European policies and legal instruments are increasingly drawn to a technocentric approach regarding Artificial Intelligence (AI) fairness – that is, they pay a lot of attention to the technical issues of AI, such as ensuring that datasets are balanced and free from errors. With this blog post, I argue that it is not sufficient to focus solely on the technical aspects of fairness without also considering the social, political, and economic systems that shape AI’s development and deployment. Instead, a broader socio-technical approach should be considered. This post is based on my recent publication “Predictive justice in light of the new AI Act proposal”.
In the latest years, there has been an increasing trend for police forces and judicial authorities to employ predictive profiling technologies in criminal justice, posing major risks to fundamental rights of citizens. Although there are currently no Courts in which decisions are solely made by an algorithm, in many countries decisional forecast is found in judicial proceedings and in other cases related to law enforcement, such as assessing the risk of domestic violence (e.g., the Spanish Viogen system). That is, AI systems are employed to help judges, lawyers, and law enforcement officers to make decisions on citizens.
The new legal framework on Predictive Justice
The regulatory framework is fragmented across the EU as both the GDPR and the Law Enforcement Directive (LED) leave substantial space to each Member State to regulate the subject under national law. Recently, the AI Act regulation has also been adopted to regulate AI systems. The new proposal introduces a risk-based approach, dividing AI devices into different categories: low risk, medium risk, high risk, and unacceptable risk. These categories are based on the potential negative effects of AI systems on citizens’ rights and freedoms. While exploitative systems are banned, and low/medium risk systems only have to comply with minimal transparency measures, high risk systems are heavily regulated, having to comply with several requirements and obligations aimed at decreasing the risks involved in the use of those devices. Examples of such measures are the obligation for the producer of a high risk AI tools to establish a robust quality assessment system and data government procedures that include training, validation, and testing data sets to detect and correct biases.

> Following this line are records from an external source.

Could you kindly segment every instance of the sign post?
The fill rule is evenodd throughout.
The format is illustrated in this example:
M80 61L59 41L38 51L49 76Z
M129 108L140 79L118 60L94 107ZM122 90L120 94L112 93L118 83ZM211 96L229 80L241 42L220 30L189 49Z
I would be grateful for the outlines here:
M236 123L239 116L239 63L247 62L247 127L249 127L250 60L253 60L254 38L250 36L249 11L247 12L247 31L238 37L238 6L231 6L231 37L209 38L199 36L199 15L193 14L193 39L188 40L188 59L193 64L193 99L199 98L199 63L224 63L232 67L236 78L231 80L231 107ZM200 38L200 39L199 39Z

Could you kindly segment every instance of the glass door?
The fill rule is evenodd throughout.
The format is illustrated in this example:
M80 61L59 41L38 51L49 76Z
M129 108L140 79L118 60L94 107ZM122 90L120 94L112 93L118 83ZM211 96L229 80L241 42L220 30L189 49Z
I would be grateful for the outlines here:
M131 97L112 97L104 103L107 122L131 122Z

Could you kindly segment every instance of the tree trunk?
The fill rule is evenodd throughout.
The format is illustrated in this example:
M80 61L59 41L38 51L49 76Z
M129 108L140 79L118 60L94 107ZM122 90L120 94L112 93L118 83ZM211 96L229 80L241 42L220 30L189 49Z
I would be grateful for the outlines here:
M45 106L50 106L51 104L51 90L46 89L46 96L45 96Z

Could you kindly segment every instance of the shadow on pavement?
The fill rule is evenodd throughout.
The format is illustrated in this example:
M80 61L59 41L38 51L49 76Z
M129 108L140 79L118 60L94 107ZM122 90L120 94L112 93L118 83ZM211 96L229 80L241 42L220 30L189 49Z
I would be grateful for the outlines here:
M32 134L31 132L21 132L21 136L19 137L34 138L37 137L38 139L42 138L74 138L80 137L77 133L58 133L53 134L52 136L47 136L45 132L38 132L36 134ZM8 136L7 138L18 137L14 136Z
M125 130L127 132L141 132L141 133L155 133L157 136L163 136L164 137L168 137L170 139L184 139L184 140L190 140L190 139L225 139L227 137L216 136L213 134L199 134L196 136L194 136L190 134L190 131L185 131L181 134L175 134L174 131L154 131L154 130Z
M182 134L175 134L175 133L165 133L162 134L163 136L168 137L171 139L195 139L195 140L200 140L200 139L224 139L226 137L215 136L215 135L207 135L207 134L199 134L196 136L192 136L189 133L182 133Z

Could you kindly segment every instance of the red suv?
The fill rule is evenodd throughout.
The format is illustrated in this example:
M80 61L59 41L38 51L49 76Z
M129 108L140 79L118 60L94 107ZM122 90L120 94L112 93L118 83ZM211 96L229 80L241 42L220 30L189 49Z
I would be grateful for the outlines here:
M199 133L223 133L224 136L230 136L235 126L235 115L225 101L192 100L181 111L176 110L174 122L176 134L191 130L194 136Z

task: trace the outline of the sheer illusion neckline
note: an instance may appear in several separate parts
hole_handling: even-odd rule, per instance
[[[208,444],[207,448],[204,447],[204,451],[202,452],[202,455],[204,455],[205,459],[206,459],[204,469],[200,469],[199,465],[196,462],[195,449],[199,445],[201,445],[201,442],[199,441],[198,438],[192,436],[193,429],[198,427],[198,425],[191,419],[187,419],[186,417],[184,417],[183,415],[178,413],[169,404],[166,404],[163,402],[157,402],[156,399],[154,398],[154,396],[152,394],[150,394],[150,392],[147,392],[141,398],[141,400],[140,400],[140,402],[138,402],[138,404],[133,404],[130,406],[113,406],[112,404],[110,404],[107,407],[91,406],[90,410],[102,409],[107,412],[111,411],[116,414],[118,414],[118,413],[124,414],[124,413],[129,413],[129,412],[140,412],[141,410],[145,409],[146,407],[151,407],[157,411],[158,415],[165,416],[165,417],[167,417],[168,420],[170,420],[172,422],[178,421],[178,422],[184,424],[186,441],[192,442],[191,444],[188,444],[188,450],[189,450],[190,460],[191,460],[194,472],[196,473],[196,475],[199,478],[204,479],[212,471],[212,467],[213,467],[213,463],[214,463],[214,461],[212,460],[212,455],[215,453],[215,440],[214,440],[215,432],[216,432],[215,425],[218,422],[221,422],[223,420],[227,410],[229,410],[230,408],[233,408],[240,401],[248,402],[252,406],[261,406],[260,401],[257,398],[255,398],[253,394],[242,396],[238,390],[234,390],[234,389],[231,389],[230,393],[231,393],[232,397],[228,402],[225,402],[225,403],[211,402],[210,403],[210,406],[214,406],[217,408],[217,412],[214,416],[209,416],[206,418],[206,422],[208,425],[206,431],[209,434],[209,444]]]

As noted by Schumann Barragan, one of the characteristics of the use of AI systems in the judicial field is the intense power exercised by the States on its citizens. In the context of criminal justice, it is particularly important to take into consideration that citizens’ fundamental rights are at stake, such as freedom, the right to a due process, and the presumption of innocence. For this reason, the new AI Act regulation classifies AI systems employed in the judicial field as ”high-risk”, and prescribes a number of safeguards to prevent their misuse, such as banning real-time face recognition in public spaces for law enforcement purposes. According to the new rules introduced by the AI Act, predictive justice algorithms are classified as high-risk systems not only when the assessment is made about a criminal offender, but also when it is aimed at evaluating the risk for potential victims.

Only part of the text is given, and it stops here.